Vulnerability management

Prior public vulnerabilities

The most common sources for vulnerability information and exploits were covered and cross checked for potential and already known vulnerabilities in the implementations of the chosen protocol. Typical sources for finding out about existing vulnerabilities are databases and mailing-lists. Search-engines may also reveal information on past vulnerabilities.

Search for already known and relevant WAP gateway vulnerabilities yielded no results.

The vulnerability process

During the prerelease phase all verified vulnerabilities were reported to the respective vendors. The vulnerability reports are tracked by the AusCERT in role of an independent coordinator and advisor. An attempt was made to seek a channel to distribute the test material to vendors whose products we were not able to obtain for testing. A grace period of over 45 days was kept between the vendor notification and public release.

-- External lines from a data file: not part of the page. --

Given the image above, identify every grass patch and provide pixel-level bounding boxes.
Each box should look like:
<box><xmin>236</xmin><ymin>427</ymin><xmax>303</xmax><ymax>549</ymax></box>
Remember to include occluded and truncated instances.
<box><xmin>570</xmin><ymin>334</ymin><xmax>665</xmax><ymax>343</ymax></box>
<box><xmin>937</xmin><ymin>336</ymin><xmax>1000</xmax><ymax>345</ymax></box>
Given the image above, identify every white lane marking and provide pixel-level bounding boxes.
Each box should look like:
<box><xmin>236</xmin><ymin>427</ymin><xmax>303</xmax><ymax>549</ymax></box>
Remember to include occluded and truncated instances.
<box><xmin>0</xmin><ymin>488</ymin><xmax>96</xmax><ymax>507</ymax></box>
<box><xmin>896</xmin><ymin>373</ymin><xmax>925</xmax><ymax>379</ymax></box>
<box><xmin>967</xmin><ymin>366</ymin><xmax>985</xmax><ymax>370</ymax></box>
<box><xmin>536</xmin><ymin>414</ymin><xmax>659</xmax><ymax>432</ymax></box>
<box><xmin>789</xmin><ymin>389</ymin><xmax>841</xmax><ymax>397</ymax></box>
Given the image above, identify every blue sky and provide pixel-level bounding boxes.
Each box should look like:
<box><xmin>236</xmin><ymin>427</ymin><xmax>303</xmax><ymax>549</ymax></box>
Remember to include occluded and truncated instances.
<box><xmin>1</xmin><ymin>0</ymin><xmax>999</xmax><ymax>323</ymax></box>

Advisories and vendor statements

Vendor statements or security advisories issued in order to address the vulnerabilities uncovered by this test-suite are collected. Advisories that we are aware of are listed here-in:

Kannel [Wapit] [2000-10-17]

"Kannel was vulnerable to this denial-of-service attack. The vulnerability has been corrected in release 0.10.1 of the 0.10 series, release 0.11.1 of the 0.11 series, and is not present in the newly released version 0.12.

There is no risk of further intrusion associated with this bug. That is, this was not a "buffer overflow" problem which could be exploited to gain access to the system."

- Richard Braakman [Wapit]

AusCERT Newsletter, Vol. 4, Num. 4 - Jan 2001 [2001-01-03]

... "Vendors with existing products and vendors developing new implementations of WAP gateway servers may wish to take advantage of independent test material such as this suite available from PROTOS, and run it against their own software. A successful result is not in itself a guarantee of security, but vendors can utilise their results as a benchmark from which to develop further test procedures that will enhance the security of their products." ...

No other statements as of 2001-05-20

As of 11th of October 2000 we are aware that five out of seven vendors involved have addressed the security implications brought up by this test-suite with fixed builds of their products. Four out of five releases have been verified to survive the test-material as it is.